Keep in mind that even though your pay is reduced for federal income taxes, it is not reduced for purposes of Social Security. In other words, you pay the same amount in Social Security taxes, and receive the same Social Security benefit, regardless of your participation in the 457(b) Savings Plan.

What is the purpose of a 403 B? ›

A 403(b) plan (tax-sheltered annuity plan or TSA) is a retirement plan offered by public schools and certain charities. It's similar to a 401(k) plan maintained by a for-profit entity. Just as with a 401(k) plan, a 403(b) plan lets employees defer some of their salary into individual accounts.

How much should I contribute to my 403b per paycheck? ›

Since a 403(b) can be an important component of your retirement income, in addition to Social Security and other investments or savings, experts advise contributing between 10 to 15 percent of your salary and to start as soon as you become eligible.

How does a 403b work when you retire? ›

Key Takeaways. A 403(b) plan doesn't require you to take distributions when you retire. You may owe a penalty and income taxes on your withdrawals if you retire before 55 or taxes on any lump sum withdrawals in the year in which you withdraw the funds if you retire after 55.
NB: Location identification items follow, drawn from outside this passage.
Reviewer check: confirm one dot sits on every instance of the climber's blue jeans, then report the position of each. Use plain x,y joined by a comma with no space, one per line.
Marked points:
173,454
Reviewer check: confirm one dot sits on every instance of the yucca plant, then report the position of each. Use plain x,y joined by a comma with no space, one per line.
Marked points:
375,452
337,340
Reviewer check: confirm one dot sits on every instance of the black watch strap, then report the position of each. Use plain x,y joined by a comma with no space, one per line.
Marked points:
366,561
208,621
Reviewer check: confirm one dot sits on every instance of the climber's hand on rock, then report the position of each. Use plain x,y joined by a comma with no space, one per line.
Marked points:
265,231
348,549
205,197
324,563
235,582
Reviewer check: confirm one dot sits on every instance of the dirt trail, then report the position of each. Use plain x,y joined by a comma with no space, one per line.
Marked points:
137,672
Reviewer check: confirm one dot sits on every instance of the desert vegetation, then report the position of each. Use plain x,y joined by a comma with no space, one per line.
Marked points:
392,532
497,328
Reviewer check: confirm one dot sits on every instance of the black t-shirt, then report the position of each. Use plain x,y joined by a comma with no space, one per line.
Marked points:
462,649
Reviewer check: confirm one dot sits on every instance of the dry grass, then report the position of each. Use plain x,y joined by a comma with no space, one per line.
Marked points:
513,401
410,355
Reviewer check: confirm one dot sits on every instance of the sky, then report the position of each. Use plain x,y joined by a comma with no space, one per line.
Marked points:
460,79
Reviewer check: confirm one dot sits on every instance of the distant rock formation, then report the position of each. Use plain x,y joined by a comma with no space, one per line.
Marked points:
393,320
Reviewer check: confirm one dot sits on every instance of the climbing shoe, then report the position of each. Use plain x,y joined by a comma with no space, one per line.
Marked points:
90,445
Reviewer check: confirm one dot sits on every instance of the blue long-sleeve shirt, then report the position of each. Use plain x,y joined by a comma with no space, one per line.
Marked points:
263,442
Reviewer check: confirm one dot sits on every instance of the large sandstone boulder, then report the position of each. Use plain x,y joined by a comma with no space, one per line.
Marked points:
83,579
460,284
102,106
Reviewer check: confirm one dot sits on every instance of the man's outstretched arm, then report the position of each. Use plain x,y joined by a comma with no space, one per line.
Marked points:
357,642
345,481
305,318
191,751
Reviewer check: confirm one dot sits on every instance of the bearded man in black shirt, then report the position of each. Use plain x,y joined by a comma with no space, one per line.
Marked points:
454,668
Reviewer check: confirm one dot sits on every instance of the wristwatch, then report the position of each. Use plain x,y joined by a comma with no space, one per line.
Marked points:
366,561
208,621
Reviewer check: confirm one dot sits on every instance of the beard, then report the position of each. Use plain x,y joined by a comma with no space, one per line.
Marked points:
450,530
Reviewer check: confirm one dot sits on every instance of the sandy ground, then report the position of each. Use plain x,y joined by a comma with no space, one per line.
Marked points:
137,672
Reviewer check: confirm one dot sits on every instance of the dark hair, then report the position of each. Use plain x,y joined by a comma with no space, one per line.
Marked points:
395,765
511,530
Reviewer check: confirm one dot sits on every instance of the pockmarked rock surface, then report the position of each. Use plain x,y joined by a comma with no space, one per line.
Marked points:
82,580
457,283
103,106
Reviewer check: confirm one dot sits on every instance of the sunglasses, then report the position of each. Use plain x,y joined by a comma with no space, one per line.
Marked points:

What are the pros and cons of 457? ›

For all intents and purposes, a 457(b) is just as good as a 401(k) plan. If your employer is a public agency or a nonprofit, it's probably your best option for retirement savings. On the downside, your contributions will probably not be matched by your employer.

How do I avoid tax on my 457 withdrawal? ›

Earnings accumulate on a tax-deferred basis, and distributions are tax-free if made five years after the initial contribution to the plan and the employee is over 59½.

Can I cash out my 457 B early? ›

You can take penalty-free withdrawals from your 457 account at any age after you leave your job. Most other types of retirement-savings plans assess a 10% penalty if you withdraw money before age 55 or 59½, depending on when you leave your job.

Is a 457 a good retirement plan? ›

A big advantage of a 457(b) over a 401(k), 403(b), or IRA is that there is no penalty for withdrawing the money before a certain age. Once you have left the employer, you can pull the money out penalty-free whether you are 40 or 70. Thus, 457(b) money is often some of the first money an early retiree spends.

What is the advantage of a 403b? ›

Advantages of 403(b) plans

403(b) employer contributions may vest faster than in 401(k) plans. If you are no longer with your employer, 403(b) rules may be more flexible than 401(k) early withdrawal rules. You can contribute more to a 403(b) plan each year than you can to an IRA.